Second, probably final thought on “Inception”
by Adam Reger
Over the weekend I eavesdropped on a conversation where someone raved about Inception and explained why the other person had to see it immediately. I remain unmoved from my earlier position on it. None of my concerns has been overridden by the people I know who’ve loved it, and after doing a quick Rotten Tomatoes search, I see that although I’m still in the minority on this, it’s a proud minority. (I am somewhat bummed, and tempted to be persuaded, by this favorable review by Scott Tobias of the AV Club. Historically, the AV Club’s reviews have been pretty strong indicators of whether I’ll like a movie or not (the music reviews, less so). I always find it vaguely distressing when I don’t care for something they rave about, almost to the point where I begin second-guessing my own take on the film.)

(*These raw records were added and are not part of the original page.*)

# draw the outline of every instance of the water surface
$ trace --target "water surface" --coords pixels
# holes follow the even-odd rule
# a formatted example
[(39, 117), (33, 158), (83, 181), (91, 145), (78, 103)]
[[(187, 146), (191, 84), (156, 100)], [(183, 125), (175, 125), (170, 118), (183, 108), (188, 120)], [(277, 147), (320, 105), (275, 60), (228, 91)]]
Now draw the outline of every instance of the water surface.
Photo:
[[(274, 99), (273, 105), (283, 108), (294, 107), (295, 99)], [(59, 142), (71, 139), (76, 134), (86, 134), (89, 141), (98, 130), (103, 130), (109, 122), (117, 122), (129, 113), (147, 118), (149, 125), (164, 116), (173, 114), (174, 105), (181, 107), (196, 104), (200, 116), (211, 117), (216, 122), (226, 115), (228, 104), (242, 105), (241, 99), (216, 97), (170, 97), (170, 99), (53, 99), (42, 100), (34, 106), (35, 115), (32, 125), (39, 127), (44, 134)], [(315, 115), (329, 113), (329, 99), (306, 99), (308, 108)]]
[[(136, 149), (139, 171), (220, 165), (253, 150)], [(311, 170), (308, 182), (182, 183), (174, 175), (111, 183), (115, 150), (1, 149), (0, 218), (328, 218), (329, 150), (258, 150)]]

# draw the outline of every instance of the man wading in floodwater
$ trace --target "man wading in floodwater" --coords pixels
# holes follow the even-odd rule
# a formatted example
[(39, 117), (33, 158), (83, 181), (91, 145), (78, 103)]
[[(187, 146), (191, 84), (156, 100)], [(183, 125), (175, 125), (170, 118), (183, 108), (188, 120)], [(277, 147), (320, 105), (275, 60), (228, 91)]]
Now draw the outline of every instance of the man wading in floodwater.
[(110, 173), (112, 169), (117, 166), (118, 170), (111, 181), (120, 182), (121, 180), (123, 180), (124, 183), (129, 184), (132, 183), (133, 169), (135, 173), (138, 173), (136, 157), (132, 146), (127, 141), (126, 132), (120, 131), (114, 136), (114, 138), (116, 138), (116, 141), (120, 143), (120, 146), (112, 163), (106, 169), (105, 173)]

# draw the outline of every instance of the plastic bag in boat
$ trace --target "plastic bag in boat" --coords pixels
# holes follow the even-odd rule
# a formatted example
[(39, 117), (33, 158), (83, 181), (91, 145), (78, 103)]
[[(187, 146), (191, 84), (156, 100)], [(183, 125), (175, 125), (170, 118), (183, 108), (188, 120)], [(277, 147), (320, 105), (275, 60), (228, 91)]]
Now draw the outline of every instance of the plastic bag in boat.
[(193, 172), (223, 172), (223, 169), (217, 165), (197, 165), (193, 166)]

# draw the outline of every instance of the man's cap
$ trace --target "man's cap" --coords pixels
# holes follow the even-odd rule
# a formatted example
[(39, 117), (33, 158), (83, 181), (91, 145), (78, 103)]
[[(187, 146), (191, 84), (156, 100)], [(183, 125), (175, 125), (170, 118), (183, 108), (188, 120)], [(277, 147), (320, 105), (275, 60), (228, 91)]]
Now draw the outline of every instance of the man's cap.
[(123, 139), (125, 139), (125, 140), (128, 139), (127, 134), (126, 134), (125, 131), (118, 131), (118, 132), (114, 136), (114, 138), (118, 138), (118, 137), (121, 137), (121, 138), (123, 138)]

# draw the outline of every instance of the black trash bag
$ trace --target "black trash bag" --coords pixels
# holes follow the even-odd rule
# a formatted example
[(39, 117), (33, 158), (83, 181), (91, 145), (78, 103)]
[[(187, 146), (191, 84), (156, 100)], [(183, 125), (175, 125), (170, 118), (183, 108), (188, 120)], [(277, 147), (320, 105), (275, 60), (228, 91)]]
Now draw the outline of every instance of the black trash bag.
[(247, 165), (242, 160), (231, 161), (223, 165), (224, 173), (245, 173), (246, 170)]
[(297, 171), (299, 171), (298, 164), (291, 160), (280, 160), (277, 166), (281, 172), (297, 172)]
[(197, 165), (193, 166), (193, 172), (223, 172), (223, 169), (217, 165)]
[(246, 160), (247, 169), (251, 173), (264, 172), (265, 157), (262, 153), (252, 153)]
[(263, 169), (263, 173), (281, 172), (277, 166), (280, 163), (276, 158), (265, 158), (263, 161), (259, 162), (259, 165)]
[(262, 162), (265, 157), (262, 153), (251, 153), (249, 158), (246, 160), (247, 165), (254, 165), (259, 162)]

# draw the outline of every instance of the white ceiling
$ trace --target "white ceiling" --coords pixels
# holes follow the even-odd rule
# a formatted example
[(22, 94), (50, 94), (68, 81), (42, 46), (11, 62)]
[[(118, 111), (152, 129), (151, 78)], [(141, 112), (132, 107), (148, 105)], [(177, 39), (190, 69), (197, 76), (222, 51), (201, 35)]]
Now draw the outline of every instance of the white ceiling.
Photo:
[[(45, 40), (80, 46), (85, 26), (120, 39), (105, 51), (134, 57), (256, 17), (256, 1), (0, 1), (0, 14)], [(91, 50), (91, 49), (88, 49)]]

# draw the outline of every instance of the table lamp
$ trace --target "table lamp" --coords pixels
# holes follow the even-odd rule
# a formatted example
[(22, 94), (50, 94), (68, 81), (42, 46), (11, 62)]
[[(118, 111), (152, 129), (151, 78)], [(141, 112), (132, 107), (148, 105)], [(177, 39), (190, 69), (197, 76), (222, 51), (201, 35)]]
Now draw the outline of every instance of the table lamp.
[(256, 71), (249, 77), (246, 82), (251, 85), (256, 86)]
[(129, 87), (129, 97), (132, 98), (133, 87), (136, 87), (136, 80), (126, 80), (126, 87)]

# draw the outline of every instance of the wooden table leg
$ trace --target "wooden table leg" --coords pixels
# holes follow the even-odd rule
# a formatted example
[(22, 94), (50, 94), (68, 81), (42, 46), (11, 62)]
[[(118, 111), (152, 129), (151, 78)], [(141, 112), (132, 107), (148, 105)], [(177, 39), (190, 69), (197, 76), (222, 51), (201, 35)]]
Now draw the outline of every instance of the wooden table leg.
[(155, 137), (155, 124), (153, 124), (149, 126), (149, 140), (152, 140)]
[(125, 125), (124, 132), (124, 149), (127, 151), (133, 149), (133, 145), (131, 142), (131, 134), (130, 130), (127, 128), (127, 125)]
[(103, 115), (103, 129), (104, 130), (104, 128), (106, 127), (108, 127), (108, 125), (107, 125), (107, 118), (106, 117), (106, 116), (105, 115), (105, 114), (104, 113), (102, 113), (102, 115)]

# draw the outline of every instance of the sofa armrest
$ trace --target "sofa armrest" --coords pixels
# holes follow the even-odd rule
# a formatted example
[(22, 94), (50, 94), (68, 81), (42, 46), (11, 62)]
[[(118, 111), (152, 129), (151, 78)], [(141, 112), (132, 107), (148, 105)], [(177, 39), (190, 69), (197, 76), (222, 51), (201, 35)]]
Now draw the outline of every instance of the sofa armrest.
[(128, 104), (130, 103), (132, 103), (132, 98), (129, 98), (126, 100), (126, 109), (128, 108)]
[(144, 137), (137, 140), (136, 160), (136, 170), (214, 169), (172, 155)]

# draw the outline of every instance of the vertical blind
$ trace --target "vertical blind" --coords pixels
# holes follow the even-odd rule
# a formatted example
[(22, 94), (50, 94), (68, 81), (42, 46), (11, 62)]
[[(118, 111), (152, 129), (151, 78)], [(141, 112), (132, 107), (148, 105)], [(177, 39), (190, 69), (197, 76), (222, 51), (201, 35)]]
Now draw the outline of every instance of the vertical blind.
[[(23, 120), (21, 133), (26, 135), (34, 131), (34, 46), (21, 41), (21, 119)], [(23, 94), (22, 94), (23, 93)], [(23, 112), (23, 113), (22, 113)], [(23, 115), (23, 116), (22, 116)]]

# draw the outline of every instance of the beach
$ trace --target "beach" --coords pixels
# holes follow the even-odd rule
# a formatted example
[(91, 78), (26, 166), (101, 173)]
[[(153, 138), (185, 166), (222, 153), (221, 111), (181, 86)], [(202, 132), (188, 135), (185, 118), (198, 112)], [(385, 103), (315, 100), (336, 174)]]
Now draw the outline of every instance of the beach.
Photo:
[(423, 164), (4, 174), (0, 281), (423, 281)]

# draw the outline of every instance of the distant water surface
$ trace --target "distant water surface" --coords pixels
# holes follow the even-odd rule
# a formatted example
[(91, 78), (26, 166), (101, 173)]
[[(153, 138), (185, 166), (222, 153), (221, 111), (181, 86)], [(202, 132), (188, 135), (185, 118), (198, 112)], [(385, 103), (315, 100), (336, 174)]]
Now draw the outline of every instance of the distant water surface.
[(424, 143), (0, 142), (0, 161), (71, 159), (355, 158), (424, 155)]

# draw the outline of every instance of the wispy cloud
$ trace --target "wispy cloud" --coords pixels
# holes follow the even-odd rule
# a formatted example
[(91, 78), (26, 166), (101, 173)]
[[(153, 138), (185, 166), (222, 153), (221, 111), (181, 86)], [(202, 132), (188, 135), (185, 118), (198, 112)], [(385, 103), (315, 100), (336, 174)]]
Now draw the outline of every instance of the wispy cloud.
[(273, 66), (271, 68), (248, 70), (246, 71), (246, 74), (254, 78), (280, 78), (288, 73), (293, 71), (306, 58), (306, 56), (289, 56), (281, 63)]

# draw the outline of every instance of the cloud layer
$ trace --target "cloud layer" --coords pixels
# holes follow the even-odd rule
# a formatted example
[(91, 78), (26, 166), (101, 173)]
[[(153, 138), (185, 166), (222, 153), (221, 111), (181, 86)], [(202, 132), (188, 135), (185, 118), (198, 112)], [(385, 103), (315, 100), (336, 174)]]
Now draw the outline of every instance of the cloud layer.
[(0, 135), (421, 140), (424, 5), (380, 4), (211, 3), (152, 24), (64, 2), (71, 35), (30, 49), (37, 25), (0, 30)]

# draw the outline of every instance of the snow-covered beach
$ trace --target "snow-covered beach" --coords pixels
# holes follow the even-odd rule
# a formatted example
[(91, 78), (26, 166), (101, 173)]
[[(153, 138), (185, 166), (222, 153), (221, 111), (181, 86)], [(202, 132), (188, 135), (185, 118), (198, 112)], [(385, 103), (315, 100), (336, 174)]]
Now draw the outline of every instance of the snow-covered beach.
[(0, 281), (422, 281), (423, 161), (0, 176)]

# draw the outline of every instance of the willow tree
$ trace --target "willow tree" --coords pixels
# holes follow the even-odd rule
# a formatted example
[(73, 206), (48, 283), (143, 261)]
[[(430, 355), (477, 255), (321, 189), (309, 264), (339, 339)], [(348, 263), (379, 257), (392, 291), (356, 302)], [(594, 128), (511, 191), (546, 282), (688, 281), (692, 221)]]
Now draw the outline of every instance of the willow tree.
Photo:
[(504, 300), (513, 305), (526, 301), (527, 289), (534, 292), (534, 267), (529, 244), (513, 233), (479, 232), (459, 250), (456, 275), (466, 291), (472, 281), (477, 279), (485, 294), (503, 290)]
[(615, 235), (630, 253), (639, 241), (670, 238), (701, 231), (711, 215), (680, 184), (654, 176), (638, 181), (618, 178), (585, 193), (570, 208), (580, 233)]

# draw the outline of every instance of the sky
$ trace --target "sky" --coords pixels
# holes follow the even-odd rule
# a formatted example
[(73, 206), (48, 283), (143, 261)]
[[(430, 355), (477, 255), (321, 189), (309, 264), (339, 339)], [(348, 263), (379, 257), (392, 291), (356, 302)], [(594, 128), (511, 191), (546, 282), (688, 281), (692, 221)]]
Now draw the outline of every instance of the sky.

The review that says it best, in my opinion, is Andrew O’Hehir’s at Salon. There are many good observations in it, but a couple really hit home with me:
-“So, yeah, if you approach ‘Inception’ with lowered expectations it’s a pretty good time. Problem is, there are no lowered expectations around Christopher Nolan . . .” I couldn’t articulate this point in discussing the movie with people who wanted to view it just as a dumb action movie, and thus to grade it on a curve, but this is it. If P.T. Anderson made a really awesome, “dumb” action movie, I would be disappointed. (And in fact, one of my enduring complaints about Inception is that it’s not even a really awesome action movie: the snowmobile fighting is so difficult to follow, and thus so boring, this may as well have been G.I. Joe.)
-“All of this involves a bunch of big-ass guys shooting at each other with automatic weapons, which has to be the most arid and depressing depiction of the dream state I’ve ever encountered. There are no surreal images or nonsense dialogue, no illogical shifts of scene from the first-grade classroom to Mom’s kitchen to a whorehouse.” I was almost embarrassed to air this criticism after seeing the movie—my feeling was that Nolan must have considered a more “dreamy” dream state, but nixed that idea in favor of having the entire film be more coherent; I can only imagine how difficult it would have been to juggle so much plot, and such a complicated (I really want to say “convoluted,” actually) plot, while also working in the kinds of random shifts and wrinkles O’Hehir suggests. But, in a word, yes. I felt Nolan went far enough in nodding to certain dream aspects—you never remember how you got to a certain place in a dream, for example—that the dream states in the movie come off as uncomfortably neither-here-nor-there.
That’s probably the last I’ll say about Inception because, though it’s one of those deals where I want to keep venting about my disappointment, as if I’d been personally aggrieved, it must be said that it was a pretty solid, entertaining movie and I don’t regret having seen it. Apparently there are other movies out there, though, on DVD as well as in theaters, so I will probably turn my attention to those now.